Deep Water
A Dean/Luna story
The skirts of the forest were shrouded in shade, cool and inviting after the surprisingly hot sun, considering it was late March. He sank onto a large boulder, situated under a large, leafy tree, just a few yards away from the border between glaring sunlight and green shadows. Sounds of merriment drifted through the air from the far away lake. The egg hunt, thought up of by the Head Boy and Girl for the benefit of those staying for the holidays, was on, apparently, but he did not feel like joining in.
He was nineteen, after all, too old for these kind of things. It seemed so weird, being nineteen and still being here at Hogwarts. Of course he'd come back- he'd been on the run all of last year, after all.
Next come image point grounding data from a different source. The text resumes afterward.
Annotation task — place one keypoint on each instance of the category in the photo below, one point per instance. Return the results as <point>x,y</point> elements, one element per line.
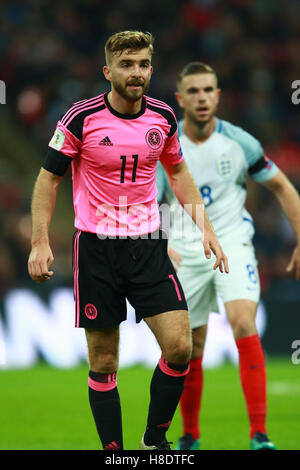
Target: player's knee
<point>180,351</point>
<point>106,363</point>
<point>198,348</point>
<point>243,326</point>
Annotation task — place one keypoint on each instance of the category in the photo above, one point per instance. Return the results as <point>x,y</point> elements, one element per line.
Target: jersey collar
<point>125,116</point>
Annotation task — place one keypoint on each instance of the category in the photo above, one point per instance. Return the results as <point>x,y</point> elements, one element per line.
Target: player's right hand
<point>40,259</point>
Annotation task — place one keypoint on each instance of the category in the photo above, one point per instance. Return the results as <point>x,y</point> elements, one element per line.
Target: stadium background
<point>51,55</point>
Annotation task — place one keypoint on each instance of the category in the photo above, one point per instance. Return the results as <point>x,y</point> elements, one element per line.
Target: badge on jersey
<point>225,167</point>
<point>57,140</point>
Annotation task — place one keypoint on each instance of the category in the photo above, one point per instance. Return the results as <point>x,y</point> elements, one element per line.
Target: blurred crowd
<point>52,54</point>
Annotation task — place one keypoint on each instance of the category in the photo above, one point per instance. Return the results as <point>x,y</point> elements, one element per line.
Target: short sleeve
<point>172,153</point>
<point>260,167</point>
<point>65,141</point>
<point>62,149</point>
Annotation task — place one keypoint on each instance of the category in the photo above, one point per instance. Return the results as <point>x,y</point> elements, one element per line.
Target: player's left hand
<point>174,257</point>
<point>295,262</point>
<point>211,243</point>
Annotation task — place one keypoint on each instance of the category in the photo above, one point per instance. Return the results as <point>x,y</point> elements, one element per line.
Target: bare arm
<point>42,207</point>
<point>289,199</point>
<point>189,197</point>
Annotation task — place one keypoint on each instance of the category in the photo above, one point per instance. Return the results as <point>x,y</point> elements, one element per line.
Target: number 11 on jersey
<point>122,176</point>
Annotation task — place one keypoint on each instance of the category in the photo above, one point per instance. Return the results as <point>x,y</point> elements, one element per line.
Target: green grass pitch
<point>46,408</point>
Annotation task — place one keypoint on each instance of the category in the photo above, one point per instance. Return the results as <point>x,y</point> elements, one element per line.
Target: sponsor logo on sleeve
<point>154,138</point>
<point>225,167</point>
<point>57,140</point>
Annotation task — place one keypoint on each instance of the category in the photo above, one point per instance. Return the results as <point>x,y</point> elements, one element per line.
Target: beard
<point>201,121</point>
<point>128,93</point>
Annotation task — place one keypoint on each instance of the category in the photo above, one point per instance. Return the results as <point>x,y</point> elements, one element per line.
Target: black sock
<point>106,408</point>
<point>165,392</point>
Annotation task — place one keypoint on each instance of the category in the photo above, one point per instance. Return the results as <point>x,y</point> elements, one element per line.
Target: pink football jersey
<point>114,159</point>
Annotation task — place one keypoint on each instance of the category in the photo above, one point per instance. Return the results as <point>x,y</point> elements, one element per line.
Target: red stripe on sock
<point>253,379</point>
<point>190,402</point>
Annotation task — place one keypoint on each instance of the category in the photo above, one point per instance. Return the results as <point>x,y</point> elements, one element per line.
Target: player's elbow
<point>48,178</point>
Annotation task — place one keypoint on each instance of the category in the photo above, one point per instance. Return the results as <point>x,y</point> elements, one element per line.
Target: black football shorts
<point>108,271</point>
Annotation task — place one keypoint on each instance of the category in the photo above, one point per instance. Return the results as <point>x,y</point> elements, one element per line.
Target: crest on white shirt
<point>225,167</point>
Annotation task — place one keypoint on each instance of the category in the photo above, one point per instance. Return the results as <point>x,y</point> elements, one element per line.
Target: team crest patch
<point>225,167</point>
<point>90,311</point>
<point>154,138</point>
<point>57,140</point>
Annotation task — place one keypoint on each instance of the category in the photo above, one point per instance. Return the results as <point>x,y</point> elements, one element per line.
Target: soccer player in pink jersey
<point>113,142</point>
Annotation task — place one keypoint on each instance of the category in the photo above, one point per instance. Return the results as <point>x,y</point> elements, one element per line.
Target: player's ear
<point>106,72</point>
<point>178,98</point>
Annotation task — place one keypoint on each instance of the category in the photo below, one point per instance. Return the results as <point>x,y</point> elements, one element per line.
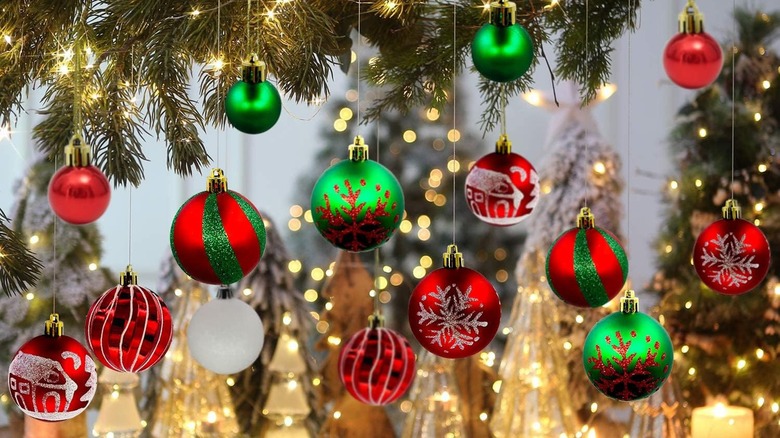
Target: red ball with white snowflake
<point>129,328</point>
<point>357,204</point>
<point>454,311</point>
<point>376,365</point>
<point>52,377</point>
<point>731,256</point>
<point>502,188</point>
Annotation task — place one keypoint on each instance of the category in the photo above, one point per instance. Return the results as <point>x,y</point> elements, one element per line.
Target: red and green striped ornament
<point>217,236</point>
<point>586,266</point>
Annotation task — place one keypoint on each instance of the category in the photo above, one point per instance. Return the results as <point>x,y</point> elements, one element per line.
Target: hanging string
<point>454,106</point>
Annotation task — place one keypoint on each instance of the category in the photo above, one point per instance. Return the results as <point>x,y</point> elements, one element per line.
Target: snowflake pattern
<point>618,378</point>
<point>345,229</point>
<point>728,260</point>
<point>452,325</point>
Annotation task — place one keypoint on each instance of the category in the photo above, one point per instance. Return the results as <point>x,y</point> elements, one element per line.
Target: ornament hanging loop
<point>629,303</point>
<point>128,277</point>
<point>452,258</point>
<point>503,13</point>
<point>217,181</point>
<point>690,19</point>
<point>358,151</point>
<point>585,219</point>
<point>253,70</point>
<point>732,210</point>
<point>53,326</point>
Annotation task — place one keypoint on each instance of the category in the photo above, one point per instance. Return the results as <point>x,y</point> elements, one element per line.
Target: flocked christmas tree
<point>543,391</point>
<point>183,398</point>
<point>727,345</point>
<point>278,386</point>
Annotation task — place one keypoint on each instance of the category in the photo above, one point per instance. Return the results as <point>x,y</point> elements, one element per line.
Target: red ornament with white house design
<point>502,188</point>
<point>454,311</point>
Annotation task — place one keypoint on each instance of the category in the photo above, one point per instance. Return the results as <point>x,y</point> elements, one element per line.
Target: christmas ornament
<point>376,365</point>
<point>52,377</point>
<point>253,104</point>
<point>357,204</point>
<point>454,311</point>
<point>731,256</point>
<point>628,355</point>
<point>586,266</point>
<point>502,50</point>
<point>502,188</point>
<point>217,236</point>
<point>79,193</point>
<point>692,58</point>
<point>129,327</point>
<point>225,335</point>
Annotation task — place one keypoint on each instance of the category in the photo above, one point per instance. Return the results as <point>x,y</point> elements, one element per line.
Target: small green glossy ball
<point>253,108</point>
<point>628,356</point>
<point>357,206</point>
<point>502,53</point>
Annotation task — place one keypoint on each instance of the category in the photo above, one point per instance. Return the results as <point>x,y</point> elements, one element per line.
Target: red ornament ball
<point>79,194</point>
<point>693,60</point>
<point>586,267</point>
<point>731,256</point>
<point>217,236</point>
<point>376,365</point>
<point>454,312</point>
<point>129,328</point>
<point>502,188</point>
<point>52,378</point>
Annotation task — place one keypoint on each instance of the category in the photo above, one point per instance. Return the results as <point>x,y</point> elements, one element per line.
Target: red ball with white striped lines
<point>129,328</point>
<point>376,365</point>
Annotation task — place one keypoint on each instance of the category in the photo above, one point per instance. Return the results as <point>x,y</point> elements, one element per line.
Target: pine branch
<point>19,268</point>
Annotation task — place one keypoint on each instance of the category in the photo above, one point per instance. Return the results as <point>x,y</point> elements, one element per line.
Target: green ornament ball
<point>357,205</point>
<point>502,53</point>
<point>253,108</point>
<point>628,356</point>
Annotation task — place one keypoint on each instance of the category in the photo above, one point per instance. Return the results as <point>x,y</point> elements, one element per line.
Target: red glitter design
<point>345,229</point>
<point>621,379</point>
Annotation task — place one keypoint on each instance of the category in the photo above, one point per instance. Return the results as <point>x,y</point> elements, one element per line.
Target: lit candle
<point>721,421</point>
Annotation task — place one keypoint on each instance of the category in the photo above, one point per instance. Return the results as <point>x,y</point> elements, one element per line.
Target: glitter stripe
<point>585,271</point>
<point>218,249</point>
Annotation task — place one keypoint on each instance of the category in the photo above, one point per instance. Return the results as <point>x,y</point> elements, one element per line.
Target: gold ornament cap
<point>690,19</point>
<point>585,219</point>
<point>217,181</point>
<point>358,151</point>
<point>128,277</point>
<point>503,13</point>
<point>77,153</point>
<point>629,303</point>
<point>253,70</point>
<point>53,326</point>
<point>732,210</point>
<point>452,258</point>
<point>503,145</point>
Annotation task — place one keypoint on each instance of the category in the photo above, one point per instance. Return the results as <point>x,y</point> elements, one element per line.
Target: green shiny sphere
<point>253,108</point>
<point>502,53</point>
<point>357,206</point>
<point>628,356</point>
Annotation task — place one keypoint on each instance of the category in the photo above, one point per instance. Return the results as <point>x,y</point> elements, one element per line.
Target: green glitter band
<point>586,274</point>
<point>218,249</point>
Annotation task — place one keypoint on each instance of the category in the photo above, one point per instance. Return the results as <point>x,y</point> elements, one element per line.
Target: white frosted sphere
<point>225,336</point>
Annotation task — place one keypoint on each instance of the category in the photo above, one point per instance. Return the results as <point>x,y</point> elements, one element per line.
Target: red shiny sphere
<point>693,60</point>
<point>731,256</point>
<point>79,195</point>
<point>376,366</point>
<point>454,312</point>
<point>502,189</point>
<point>52,378</point>
<point>129,328</point>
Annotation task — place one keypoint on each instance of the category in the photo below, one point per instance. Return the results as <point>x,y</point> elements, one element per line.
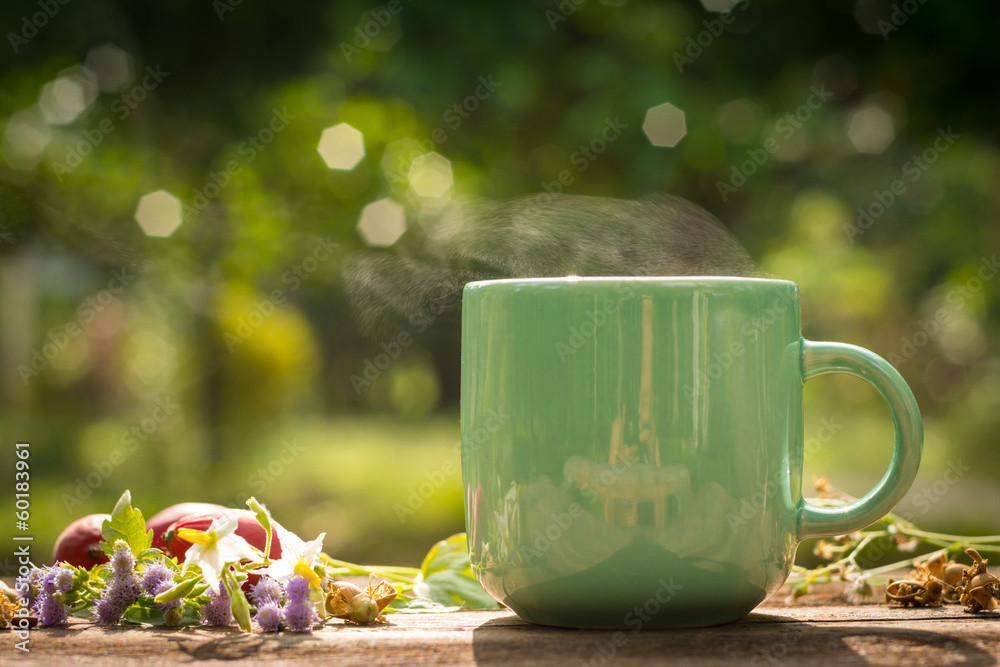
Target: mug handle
<point>820,358</point>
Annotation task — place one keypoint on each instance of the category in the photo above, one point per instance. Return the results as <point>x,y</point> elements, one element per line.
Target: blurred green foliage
<point>230,68</point>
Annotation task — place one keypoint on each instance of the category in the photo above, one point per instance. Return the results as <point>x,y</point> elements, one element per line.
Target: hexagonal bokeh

But it was almost over now, one last term and he was a free man.
To think, in four months he would be gone from here, out in the big world. The idea, quite frankly, scared him. Hogwarts had always been a kind of refuge for him, but soon it would cease to accept him into its safety. Not that he hadn't a home, a mother, sisters. But as much as he loved them, there would always be a barrier, a difference that as much as you tried, you could never ignore. It's hard to ignore the fact that your half brother attends a school for wizards and witches. But here, he was exactly like everybody else, never standing out. There were some who liked popularity and fame. Not him. He liked being average.
"Wrackspurt got you?"
He jumped, not realizing there was somebody behind him. Actually, scratch the somebody. There was only one person in the world who would ask if a Wrackspurt had gotten you.
"Hi Luna," he smiled, twisting around and looking up, so he was staring straight into the large, grey eyes that stared back, unblinking. "Not a Wrackspurt, just… Y'know. Thinking."
A year ago he wouldn't have believed that he would ever even utter such a word like Wrackspurt, but it seemed perfectly normal now. It wasn't that he actually believed in such things, or something like that. But hanging out with Luna as much as he had the past year, you learned to play along.
"'Bout what?"
He glanced sideways at her as she sat down beside him, shifting her long dirty blonde hair so that it didn't form a screen between them. He usually didn't like it when people intruded on his alone time, but he didn't mind this. Maybe because she was so accepting- if he chose not to answer, she wouldn't mind, just continue sitting there in silence. But today he didn't have much of a problem with sharing.
"Life in general, I guess. D'you realize this is my last Easter here? That's plain weird. Ever since I found out I was a wizard, it's just been Hogwarts for me. And now it's the real thing, no more Hogwarts… It's just like being thrown into deep water your second time swimming, you don't really know what to do…" His voice trailed off, his eyes focused on some far away cloud.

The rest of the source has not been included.